Boris la ignoró y, en cambio, hizo acercarse de detrás de él a:

—Le presento a lady Roxelana, de la casa Velasco —dijo lord Boris—, la nueva institutriz de Su Alteza.

Blancanieves y la casamentera la miraron con desdén, pero el rey quedó boquiabierto ante su divina hermosura. Roxelana tenía unos rizos dorados como el oro, los labios rojos como una manzana madura y los mismos ojos azules de mar en calma de la difunta reina. Y, por supuesto, vestía de azul como el rey, una estrategia de su patrocinador para robar el corazón de Ferdinand.


—Por favor, discúlpennos por haber llegado tan tarde, pero tenía unos asuntos urgentes que resolver, ya saben... —se excusó lord Boris, ignorando que su soberano ya no lo escuchaba.

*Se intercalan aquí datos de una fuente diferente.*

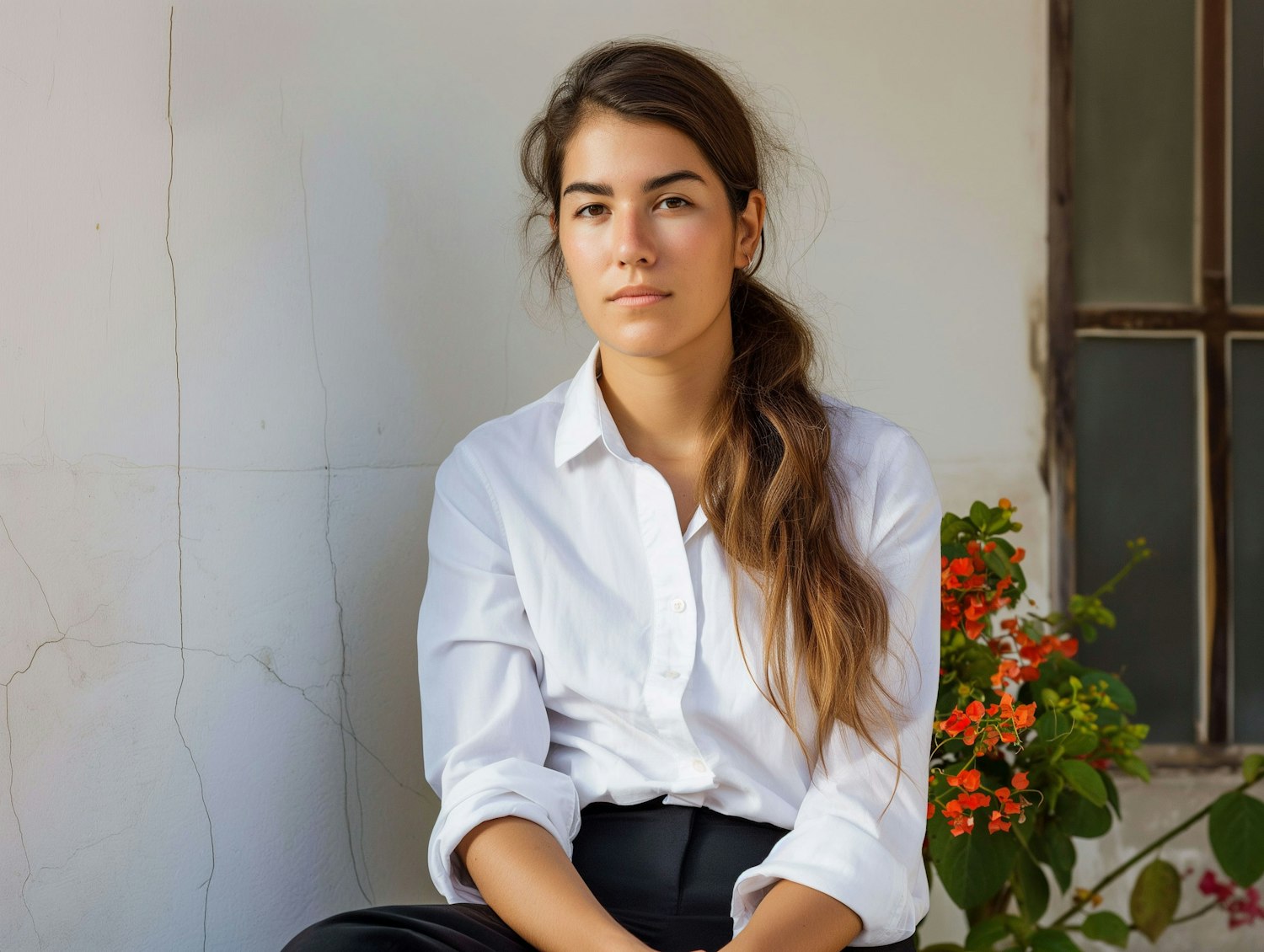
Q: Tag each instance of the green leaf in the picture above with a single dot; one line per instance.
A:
(1154, 899)
(1115, 689)
(1085, 779)
(1052, 724)
(952, 527)
(1253, 767)
(986, 933)
(1077, 816)
(1106, 927)
(998, 563)
(1079, 742)
(1052, 941)
(978, 514)
(972, 866)
(1236, 831)
(1031, 886)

—¿De la casa Velasco? —preguntó un entorpecido rey a su parienta política.

—Sí, soy prima de nuestra querida reina —respondió Roxelana.

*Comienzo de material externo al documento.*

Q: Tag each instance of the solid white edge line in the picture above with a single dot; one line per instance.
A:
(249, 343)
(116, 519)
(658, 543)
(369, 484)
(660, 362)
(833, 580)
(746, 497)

—¡Padre, no necesito una institutriz nueva! —se quejó la pequeña Blancanieves.

—Le aseguro, mi Señor —intervino el consejero—, que viene con las mejores recomendaciones y que es lo que la princesa está necesitando para apaciguar su... lado salvaje.

—¡Los niños no son salvajes, milord... —lo reprendió Roxelana— ... solo tienen demasiada energía que necesita orientación!

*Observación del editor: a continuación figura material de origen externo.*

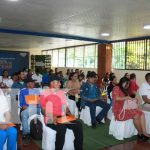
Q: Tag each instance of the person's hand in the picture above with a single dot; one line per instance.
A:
(54, 120)
(128, 98)
(4, 126)
(24, 107)
(93, 100)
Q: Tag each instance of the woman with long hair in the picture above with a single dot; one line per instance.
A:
(119, 96)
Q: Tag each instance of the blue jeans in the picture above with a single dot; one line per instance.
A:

—Eso es muy interesante —dijo el rey, atontado con la visión delante de sus ojos—. Deberíamos seguir charlando mientras bailamos —le propuso.

¿Podía ser cierto, su corazón volvía a latir nuevamente por una mujer?

Roxelana aceptó con una reverencia.

—¡Pero padre, aún no terminamos nuestro baile! —se quejó Blancanieves, dando un golpe con su zapato.

Lord Boris, al notar que se avecinaba un berrinche, tomó la situación bajo su control, como hacía siempre:

—¿Por qué no vamos a la cocina a buscar esos pasteles de queso y frutas que prepararon especialmente para ti? —sugirió a la princesa, a quién se le iluminó el rostro con la idea, mientras el rey y su campeona se tomaban de las manos para bailar.

La lady casamentera que interrumpió el baile entre padre e hija no podía creer lo que veía y se volvió furiosa a reportarse con el lord que la enviaba.

Lord Boris acompañó a la princesa a la cocina, y no dejó de sonreír en todo el camino porque sabía que no importaba la cuna ni la opinión de la corte, ni siquiera la reputación de la dama, lo que importaba era enamorar a Ferdinand. Y eso lo hacía el ganador indiscutible de la competencia por casar al rey.